The exquisite ambivalence that hovers over the present poem—was the blind old woman a secret pagan cheering the secretly pagan Julian on, or a perceptive Christian denouncing him (rumors of his anti-Christian inclinations having spread from the east)?—derives from Cavafy’s reading of Allard. Citing evidence from inscriptions, the French historian (1.393ff) reminds his readers that despite the presence of a vigorous Christian cell there, the pagan gods remained popular in Vienne at that time; and he recalls, too, that communication between the Greek east and the city would not have been as difficult as it might first appear (1.397): hence the possibility that locals might have heard about Julian’s pagan tendencies. Given this, Allard takes the old woman in Ammianus’s story—providing the story is true, which he acknowledges may well not be the case—to be one of Vienne’s loyal pagans.

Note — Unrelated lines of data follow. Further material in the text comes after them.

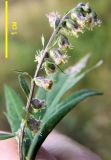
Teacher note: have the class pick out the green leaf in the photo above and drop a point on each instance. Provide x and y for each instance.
(43, 40)
(4, 136)
(67, 81)
(54, 115)
(23, 84)
(14, 108)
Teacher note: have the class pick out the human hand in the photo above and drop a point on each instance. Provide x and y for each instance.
(56, 147)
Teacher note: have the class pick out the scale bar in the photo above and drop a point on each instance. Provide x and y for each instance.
(6, 28)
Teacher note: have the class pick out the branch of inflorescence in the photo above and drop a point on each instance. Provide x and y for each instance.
(24, 121)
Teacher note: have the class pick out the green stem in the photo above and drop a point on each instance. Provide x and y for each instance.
(35, 144)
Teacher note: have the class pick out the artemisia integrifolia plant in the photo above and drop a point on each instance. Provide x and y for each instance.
(45, 108)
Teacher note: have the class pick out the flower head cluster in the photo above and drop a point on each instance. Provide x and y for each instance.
(37, 104)
(34, 124)
(80, 18)
(54, 19)
(74, 22)
(43, 82)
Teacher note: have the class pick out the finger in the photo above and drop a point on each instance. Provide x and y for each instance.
(63, 148)
(9, 151)
(44, 155)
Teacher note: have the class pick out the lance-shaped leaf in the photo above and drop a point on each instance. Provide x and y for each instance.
(54, 115)
(14, 108)
(23, 84)
(4, 136)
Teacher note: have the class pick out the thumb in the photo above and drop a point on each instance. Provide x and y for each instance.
(43, 154)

The motif of secret identities revealed through a kind of telepathy connects this poem to others in the Cavafian corpus, among which not only another of the Unfinished Poems about Julian (“The Bishop Pegasius,” in which secret paganism is concentric, one strongly feels, with secret homosexuality), but also, for instance, the Published poem “He Asked About the Quality,” a poem, set in the poet’s own time, in which the secret is clearly homosexual yearning. For Cavafy’s interest in telepathic knowledge more generally, see “Among the Groves of the Promenades” and “Athanasius,” with notes.

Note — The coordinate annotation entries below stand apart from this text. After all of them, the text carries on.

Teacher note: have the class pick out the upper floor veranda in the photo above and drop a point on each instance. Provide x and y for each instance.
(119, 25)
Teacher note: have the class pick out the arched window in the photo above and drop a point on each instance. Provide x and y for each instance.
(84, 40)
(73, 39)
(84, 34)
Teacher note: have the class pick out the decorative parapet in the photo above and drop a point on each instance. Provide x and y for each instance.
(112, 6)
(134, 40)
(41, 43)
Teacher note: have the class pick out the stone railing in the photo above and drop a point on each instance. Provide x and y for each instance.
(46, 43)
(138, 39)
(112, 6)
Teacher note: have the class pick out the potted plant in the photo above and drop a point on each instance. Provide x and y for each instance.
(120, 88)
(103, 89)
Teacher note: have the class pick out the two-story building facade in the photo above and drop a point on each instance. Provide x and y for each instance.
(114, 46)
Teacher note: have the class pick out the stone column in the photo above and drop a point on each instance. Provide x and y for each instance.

The title of this poem preserves Cavafy’s incorrect rendering of the blind woman’s exclamation in Ammianus’s tale (
templis
instead of the text’s
templa
).
The back of the page on which the text of this poem appears offers the following variant for the final two lines:
did you say it—as was fitting—in sorrow
or in joy, abominable old woman?
The reading Lavagnini has adopted is less overtly editorial.
The dossier for this poem contains, apart from the covering sheet, four heavily worked sheets of text. Sheet 2 contains the text of an early form of the poem (see below); both sides of sheet 3 contain the text of what appears to be the last form, with very few corrections; a fourth sheet contains very few variant line readings, noted below; and the fifth sheet contains drafts of the final stanza.

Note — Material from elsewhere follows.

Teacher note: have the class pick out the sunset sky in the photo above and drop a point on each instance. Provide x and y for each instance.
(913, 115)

There is some question as to whether the final stanza actually belongs to this poem. However, its presence in the dossier, along with the fact that the device of a “frame” chronologically later than the event described in the body of the poem is so well attested in Cavafy’s work (see the commentary on “Ptolemy the Benefactor [or Malefactor],” and also on “Epitaph of a Samian”), argue strongly for its being a part of this very strong work. The date mentioned in this frame is, indeed, a matter to which the poet gave no little thought: Lavagnini’s reconstruction of the text indicates that he first considered 1896, then a suggestively unspecified date in the 1890s (“The one is barely visible; then eight, then nine / The fourth numeral is faded away”), then 1916, then 1919. As the poet clearly understood, the much later date achieves a far stronger emotional effect, further isolating the character of the mature, indeed even elderly poet from the scene of his dangerous youthful milieu and passionate erotic affair.